The pricetag for the ignition system will be cheap compared with the costs for a long line of residents already gearing up to have their say at next spring’s hearing.

COURT BACKS EUB

Meanwhile, natural gas producers have lost one prong of their two-pronged legal challenge to the EUB over the regulator’s decision to permanently shut down 938 gas wells in the Athabasca oilsands.

Court of Queen’s Bench Justice Stephen Hillier, in refusing to quash the EUB’s decision, said the producers must seek redress in the Alberta Court of Appeal, because the higher court is familiar with the issue.

Paramount Energy Trust – the firm with the most gas production to lose because of the EUB decision – and other producers, including BP Canada Energy Co., Canadian Natural Resources Ltd. and Devon Canada Corp., will now focus on their application to appeal before the Alberta Court of Appeal. A decision is expected in December.

The EUB argues that continued gas production from the wells will decrease reservoir pressure and hamper future extraction of higher-value bitumen.

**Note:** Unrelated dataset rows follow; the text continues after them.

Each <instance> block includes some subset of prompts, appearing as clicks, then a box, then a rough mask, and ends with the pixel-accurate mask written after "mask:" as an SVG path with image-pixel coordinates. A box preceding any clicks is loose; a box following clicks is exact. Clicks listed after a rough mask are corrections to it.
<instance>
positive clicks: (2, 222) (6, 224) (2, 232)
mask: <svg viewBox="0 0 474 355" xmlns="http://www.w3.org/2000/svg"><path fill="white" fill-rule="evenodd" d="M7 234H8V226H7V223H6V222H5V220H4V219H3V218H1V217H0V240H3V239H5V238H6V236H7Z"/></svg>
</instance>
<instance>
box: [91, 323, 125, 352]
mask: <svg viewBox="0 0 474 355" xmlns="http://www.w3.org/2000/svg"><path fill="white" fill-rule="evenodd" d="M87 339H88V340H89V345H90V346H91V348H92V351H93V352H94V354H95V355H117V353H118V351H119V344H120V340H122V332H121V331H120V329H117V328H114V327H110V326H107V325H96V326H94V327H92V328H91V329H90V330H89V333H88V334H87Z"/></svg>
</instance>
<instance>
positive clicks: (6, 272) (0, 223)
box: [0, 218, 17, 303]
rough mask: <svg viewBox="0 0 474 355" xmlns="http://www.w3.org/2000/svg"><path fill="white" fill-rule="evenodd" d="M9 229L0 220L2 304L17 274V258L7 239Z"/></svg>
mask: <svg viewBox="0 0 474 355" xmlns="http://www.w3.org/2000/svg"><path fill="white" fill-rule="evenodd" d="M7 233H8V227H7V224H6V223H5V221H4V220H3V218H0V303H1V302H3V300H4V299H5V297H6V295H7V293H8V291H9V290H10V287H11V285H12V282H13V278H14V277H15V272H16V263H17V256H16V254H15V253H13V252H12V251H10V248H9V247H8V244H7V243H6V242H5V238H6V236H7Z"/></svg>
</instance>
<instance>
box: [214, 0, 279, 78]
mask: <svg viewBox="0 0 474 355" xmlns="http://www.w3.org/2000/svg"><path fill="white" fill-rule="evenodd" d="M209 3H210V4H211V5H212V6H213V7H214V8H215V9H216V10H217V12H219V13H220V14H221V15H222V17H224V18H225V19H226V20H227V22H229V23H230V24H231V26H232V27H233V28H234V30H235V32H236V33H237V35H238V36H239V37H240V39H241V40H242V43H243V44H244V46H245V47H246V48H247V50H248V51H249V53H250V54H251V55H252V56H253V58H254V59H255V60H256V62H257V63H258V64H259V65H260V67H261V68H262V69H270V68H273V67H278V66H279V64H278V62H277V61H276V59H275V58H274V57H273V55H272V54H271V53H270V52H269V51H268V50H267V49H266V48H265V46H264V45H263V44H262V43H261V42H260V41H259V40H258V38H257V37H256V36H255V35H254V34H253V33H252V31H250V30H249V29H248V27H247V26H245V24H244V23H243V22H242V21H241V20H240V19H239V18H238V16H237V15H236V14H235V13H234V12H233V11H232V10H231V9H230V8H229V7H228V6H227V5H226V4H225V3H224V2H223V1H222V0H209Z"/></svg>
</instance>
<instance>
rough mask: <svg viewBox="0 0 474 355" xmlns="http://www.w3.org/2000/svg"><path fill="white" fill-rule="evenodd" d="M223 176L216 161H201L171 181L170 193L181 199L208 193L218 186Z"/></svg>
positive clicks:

Instead of challenging gas producers’ arguments that have kept 600 of the 938 wells in the Athabasca region operating, oilsands players Petro-Canada, Imperial Oil Ltd., Nexen Inc. ConocoPhillips Canada and Japan Canada Oil Sands Ltd. are so far waiting to see what a joint EUB-industry geological study of the region shows.

A geological “verdict” on all the wells is expected by April 1 next year.

Oilpatch Opinion’s prediction: By next spring, an Alberta Energy formula to compensate the gas producers for their lost production will be in place. And this dispute will disappear like so many gas bubbles into the tarsands.

Meanwhile, Canadian Hydro Developers Inc. says it will likely abandon its proposed $200-million, 80-megawatt “run-of-river” hydroelectric project on the Peace River if regulators don’t grant the proposed development a new hearing.

The Calgary-based renewable energy developer confirmed last week it has requested a formal review by a joint EUB-Natural Resources Conservation Board panel of its decision in March not to approve the project.

Canadian Hydro says it has since obtained an agreement-in-principle with the Town of Peace River to address the town’s concerns about flooding due to the six-metre-high, power-generating weir across the Peace River.

If regulators spurn the request to reconsider the project, the company plans to write off about $5 million spent in pre-development costs.